Yeah, speed up the MCU, add a resource-eating OS and make yet another new Pi.
The USP of Teensy is it's bare metal simplicity at maximum usable power. Once an OS is in, there are others already well ahead. It would be like turning around to chase the ones who went the other direction years ago. BUT WHY?
Because, at the end, it's EASIER to use. Your PC can do multitheading, too. Ever thought about the "why"?
Up to Teensy 3.6 I said the same. We don't need multithreading there.
But the T4 speed changes everything... it spends the most of the time either waiting or running through "loop()" senseless fast. But while it waits, it can do other, more useful things.

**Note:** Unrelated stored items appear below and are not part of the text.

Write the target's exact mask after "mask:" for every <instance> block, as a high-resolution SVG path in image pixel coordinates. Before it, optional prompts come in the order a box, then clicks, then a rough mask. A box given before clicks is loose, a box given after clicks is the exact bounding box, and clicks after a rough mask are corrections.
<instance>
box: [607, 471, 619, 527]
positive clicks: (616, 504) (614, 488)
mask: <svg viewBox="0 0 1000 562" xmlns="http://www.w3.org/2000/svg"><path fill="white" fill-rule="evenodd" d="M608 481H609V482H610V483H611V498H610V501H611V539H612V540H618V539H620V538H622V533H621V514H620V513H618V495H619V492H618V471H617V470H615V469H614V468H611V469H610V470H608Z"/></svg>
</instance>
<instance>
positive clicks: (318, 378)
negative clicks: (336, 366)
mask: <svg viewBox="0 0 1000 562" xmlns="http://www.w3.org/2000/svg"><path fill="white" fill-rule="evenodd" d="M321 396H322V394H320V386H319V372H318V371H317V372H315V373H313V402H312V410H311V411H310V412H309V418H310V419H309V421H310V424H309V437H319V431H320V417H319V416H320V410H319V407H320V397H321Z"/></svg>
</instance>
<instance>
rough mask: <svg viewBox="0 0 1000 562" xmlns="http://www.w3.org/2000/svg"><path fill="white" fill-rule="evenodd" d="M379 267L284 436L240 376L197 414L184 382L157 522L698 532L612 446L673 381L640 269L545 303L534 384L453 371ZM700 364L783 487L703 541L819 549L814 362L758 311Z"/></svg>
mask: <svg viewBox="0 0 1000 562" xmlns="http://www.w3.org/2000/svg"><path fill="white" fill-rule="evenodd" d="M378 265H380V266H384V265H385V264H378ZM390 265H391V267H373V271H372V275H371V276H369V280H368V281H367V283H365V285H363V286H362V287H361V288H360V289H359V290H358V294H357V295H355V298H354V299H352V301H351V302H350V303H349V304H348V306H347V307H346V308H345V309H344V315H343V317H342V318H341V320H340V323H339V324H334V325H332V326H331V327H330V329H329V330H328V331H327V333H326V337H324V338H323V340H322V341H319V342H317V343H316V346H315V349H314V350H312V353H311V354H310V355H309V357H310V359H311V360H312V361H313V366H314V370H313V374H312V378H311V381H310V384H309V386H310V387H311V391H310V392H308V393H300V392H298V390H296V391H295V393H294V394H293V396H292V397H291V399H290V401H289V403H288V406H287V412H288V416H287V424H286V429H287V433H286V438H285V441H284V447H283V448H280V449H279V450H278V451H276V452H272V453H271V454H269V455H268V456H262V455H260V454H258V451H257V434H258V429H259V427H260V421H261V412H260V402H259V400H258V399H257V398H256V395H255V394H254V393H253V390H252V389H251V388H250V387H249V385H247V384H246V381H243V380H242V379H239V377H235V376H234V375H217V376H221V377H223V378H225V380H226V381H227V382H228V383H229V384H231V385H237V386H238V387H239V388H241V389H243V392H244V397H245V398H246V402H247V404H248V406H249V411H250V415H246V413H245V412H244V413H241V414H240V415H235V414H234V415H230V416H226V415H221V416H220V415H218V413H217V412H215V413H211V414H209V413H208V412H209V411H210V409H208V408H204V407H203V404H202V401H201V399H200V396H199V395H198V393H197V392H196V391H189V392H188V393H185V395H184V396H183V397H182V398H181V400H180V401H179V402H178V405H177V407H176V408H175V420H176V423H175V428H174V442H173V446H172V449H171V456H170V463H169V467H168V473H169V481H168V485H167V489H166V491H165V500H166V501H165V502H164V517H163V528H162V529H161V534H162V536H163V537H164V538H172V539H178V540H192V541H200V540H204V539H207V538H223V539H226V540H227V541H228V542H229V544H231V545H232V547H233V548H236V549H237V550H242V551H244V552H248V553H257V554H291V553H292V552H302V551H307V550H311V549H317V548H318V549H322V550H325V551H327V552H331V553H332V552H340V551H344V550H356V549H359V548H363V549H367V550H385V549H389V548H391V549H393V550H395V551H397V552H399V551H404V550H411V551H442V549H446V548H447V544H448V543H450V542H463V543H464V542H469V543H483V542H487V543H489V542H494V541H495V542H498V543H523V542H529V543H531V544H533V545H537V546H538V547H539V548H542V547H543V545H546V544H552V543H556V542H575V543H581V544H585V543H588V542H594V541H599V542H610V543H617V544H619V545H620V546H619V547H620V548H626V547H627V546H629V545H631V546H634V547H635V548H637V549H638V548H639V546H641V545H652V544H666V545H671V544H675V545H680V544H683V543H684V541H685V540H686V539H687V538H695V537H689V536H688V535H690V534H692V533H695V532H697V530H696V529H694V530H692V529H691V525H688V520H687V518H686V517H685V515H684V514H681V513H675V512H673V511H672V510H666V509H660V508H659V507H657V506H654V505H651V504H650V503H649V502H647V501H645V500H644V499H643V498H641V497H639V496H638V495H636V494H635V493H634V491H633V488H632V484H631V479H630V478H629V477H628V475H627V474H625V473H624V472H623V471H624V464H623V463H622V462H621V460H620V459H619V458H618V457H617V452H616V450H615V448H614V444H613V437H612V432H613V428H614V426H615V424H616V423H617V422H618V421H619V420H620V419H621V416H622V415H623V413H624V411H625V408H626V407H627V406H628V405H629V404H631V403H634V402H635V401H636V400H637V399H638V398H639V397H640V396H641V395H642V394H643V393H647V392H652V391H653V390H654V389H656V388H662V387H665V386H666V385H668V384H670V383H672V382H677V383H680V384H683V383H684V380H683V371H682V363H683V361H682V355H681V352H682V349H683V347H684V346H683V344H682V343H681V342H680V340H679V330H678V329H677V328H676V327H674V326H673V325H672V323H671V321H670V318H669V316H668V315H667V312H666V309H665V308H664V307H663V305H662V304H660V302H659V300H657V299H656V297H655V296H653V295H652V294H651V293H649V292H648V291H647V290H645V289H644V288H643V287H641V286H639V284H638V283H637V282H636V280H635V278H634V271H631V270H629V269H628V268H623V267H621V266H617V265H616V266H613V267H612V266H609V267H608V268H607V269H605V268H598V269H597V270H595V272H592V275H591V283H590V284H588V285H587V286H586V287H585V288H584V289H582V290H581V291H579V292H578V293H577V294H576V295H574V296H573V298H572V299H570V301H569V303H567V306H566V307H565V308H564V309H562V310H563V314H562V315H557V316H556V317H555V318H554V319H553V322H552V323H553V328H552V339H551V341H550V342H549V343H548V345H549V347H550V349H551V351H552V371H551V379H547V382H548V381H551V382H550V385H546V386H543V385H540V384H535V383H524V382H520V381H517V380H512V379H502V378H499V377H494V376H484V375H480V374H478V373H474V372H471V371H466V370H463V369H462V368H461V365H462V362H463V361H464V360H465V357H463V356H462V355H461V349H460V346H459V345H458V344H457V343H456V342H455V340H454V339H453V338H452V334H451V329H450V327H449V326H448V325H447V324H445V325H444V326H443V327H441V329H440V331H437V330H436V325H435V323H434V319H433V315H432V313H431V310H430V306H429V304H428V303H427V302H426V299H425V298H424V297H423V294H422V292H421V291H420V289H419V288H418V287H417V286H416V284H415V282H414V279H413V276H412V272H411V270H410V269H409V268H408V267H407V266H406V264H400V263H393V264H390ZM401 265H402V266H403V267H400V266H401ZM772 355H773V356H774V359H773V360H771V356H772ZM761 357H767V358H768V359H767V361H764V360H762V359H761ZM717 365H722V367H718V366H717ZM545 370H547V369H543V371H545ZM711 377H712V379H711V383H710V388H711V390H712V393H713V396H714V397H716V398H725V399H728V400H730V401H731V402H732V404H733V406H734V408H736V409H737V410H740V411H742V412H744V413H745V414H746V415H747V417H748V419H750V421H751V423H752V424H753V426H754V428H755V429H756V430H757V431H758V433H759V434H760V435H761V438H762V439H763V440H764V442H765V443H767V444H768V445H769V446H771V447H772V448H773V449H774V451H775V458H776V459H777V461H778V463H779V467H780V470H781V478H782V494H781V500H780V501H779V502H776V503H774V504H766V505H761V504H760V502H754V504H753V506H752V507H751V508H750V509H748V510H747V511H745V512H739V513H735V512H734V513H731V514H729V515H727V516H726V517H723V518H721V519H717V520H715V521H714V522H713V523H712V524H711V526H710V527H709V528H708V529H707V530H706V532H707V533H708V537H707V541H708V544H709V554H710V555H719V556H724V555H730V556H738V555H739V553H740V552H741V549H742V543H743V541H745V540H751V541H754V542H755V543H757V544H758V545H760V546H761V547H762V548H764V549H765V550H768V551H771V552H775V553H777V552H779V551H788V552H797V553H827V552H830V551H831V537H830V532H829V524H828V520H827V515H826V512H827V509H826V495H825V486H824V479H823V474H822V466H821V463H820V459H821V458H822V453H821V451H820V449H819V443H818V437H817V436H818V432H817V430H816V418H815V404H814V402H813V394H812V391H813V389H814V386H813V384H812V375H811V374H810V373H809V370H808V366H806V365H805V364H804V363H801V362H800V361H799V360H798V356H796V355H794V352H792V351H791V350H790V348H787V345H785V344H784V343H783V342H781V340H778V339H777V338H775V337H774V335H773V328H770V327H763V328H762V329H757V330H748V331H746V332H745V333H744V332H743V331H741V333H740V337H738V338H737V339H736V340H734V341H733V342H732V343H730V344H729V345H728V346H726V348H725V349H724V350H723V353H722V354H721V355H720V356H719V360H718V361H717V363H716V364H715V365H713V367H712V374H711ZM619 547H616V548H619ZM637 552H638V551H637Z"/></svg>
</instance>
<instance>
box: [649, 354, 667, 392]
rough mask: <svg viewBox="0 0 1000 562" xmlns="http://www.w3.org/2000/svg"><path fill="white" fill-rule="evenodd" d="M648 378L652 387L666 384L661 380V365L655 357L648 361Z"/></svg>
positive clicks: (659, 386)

Yes, yield() is intended for this, but is very unflexible.
But you're right - perhaps it makes sense to add a switch that enables/disables multithreading(?)
@Paul: I'd begin even more basic.. with a useful stacktrace when something crashes. First, for the hardfaults, then, maybe we can try to remove -fnoexceptions?
This will make debugging much easier. The next could be wire, and adding a mechanism for timeouts/watchdogs and semaphores.. later mailboxes.. all things that we will need sooner or later. we can test these with wire
@Deleted User: wouldn't it be useful if the slow I2C could run "in the background", for several devices, without thinking too much about it? And at the same time doing fast USB and SPI in parallel? We will have a 2nd core for this...
If you use Audio or USB you already use multithreading. Its just called different. Interrupt. For Audio: Software-Interrupt.